A couple of minutes later, a big cowboy boot kicked the kitchen door open and a voice yelled, ‘Who fixed this spinach?’ And everyone pointed to Brooks.
Brooks says he thought to himself, “Jesus Christ, I lost my job and I’ve only been here for two days.”
But as it turns out, he did not lose his job. He was actually being rewarded. That big cowboy boot belonged to none other than The Sausage King, Jimmy Dean! Dean actually loved his spinach so much that he ordered the menu to be changed. And since then, Brooks has been sautéing dishes for celebrities, politicians and other Big Wigs who manage to make their way through Richmond. Anyone who wants a great plate of food knows to come to Chris.

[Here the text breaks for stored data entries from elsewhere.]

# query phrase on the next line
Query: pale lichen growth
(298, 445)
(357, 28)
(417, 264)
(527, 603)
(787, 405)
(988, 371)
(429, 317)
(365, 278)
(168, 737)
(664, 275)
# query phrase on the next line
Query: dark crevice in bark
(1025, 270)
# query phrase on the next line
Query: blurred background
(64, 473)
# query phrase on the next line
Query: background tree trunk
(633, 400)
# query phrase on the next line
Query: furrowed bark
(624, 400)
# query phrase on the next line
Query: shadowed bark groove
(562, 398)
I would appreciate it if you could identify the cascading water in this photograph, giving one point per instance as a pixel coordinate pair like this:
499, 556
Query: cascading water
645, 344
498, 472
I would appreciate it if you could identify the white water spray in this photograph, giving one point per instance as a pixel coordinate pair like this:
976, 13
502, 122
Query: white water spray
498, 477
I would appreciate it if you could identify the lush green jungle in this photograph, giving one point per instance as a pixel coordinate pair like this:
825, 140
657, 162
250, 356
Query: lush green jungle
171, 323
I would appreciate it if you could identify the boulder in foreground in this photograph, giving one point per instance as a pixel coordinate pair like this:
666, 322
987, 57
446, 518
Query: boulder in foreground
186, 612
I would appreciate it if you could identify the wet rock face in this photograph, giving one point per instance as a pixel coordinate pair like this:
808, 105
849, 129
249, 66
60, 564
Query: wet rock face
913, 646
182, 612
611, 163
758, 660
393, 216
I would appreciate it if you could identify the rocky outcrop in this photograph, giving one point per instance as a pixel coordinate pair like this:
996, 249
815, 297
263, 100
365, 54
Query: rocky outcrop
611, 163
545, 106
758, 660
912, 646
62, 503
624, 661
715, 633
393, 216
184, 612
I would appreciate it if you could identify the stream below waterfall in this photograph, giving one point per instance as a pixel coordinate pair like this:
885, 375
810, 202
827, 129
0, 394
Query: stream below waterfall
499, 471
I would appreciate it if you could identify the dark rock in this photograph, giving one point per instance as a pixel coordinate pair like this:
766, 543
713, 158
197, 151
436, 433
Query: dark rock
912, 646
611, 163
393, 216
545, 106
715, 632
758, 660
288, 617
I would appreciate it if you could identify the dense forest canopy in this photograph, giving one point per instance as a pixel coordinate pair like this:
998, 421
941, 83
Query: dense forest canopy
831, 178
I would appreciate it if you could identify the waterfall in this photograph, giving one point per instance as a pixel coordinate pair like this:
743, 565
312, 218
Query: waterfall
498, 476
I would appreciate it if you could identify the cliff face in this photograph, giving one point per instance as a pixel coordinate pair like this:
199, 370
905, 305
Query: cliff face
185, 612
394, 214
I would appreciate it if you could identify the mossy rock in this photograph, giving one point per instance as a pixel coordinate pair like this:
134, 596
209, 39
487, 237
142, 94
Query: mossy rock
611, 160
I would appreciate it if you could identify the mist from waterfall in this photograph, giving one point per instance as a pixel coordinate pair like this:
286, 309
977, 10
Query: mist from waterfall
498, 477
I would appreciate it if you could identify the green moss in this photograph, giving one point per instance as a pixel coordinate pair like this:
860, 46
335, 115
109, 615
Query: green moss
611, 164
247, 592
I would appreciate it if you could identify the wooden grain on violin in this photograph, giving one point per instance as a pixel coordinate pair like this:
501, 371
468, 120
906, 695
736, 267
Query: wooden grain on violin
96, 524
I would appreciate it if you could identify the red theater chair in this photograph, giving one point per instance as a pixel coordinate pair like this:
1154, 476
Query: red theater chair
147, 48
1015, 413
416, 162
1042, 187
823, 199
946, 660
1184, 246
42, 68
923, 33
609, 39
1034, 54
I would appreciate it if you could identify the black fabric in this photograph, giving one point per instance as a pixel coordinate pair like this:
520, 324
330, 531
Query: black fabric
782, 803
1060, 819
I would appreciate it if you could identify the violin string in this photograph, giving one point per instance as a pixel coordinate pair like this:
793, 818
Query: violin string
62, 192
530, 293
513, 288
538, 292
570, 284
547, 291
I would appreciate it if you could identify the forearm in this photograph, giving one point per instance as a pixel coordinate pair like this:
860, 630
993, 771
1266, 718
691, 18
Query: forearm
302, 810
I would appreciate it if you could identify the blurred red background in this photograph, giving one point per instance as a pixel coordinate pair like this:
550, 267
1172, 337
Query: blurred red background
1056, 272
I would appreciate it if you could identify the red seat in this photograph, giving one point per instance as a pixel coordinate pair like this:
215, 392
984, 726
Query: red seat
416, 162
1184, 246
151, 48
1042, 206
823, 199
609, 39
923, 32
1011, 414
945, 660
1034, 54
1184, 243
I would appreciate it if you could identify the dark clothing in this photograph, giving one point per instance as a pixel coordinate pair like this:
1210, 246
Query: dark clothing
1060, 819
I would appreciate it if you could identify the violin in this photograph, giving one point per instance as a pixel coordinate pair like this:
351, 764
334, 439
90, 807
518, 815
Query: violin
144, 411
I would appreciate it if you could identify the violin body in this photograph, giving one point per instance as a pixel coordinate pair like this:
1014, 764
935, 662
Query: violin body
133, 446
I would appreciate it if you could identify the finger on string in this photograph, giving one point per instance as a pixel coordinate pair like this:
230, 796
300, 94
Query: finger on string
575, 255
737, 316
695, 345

So, how did Brooks end up at Croaker’s Spot? Well, he just asked his cousin for the position. Brooks is a first cousin of Neverette Eggleston III, grandson to Neverette Eggleston, the famed Jackson Ward entrepreneur.
Brooks explains, “My cousin had spent about 15 years in his grandfather’s hotel, running the Eggleston Deli, when he opened up Croaker’s Spot across the street. He opened up on my birthday, April 9. I came over one day in August to see him. I noticed that he needed some help and I’ve been here ever since. I’ve been with Croaker’s Spot for 17 years, since it opened.”
And while Brooks is skilled in all forms of cooking, (His crab cakes are to die for!) his favorite dish at Croaker’s Spot is none other than the Southern Sautéed Chicken.
“The Southern Sautéed Chicken has been on the menu since we opened in April of 2001,” says Brooks. “It’s mushroom gravy, red onions and scallions served over chicken and a bed of rice with cabbage and cornbread on the side.”
And yes, it is absolutely delicious.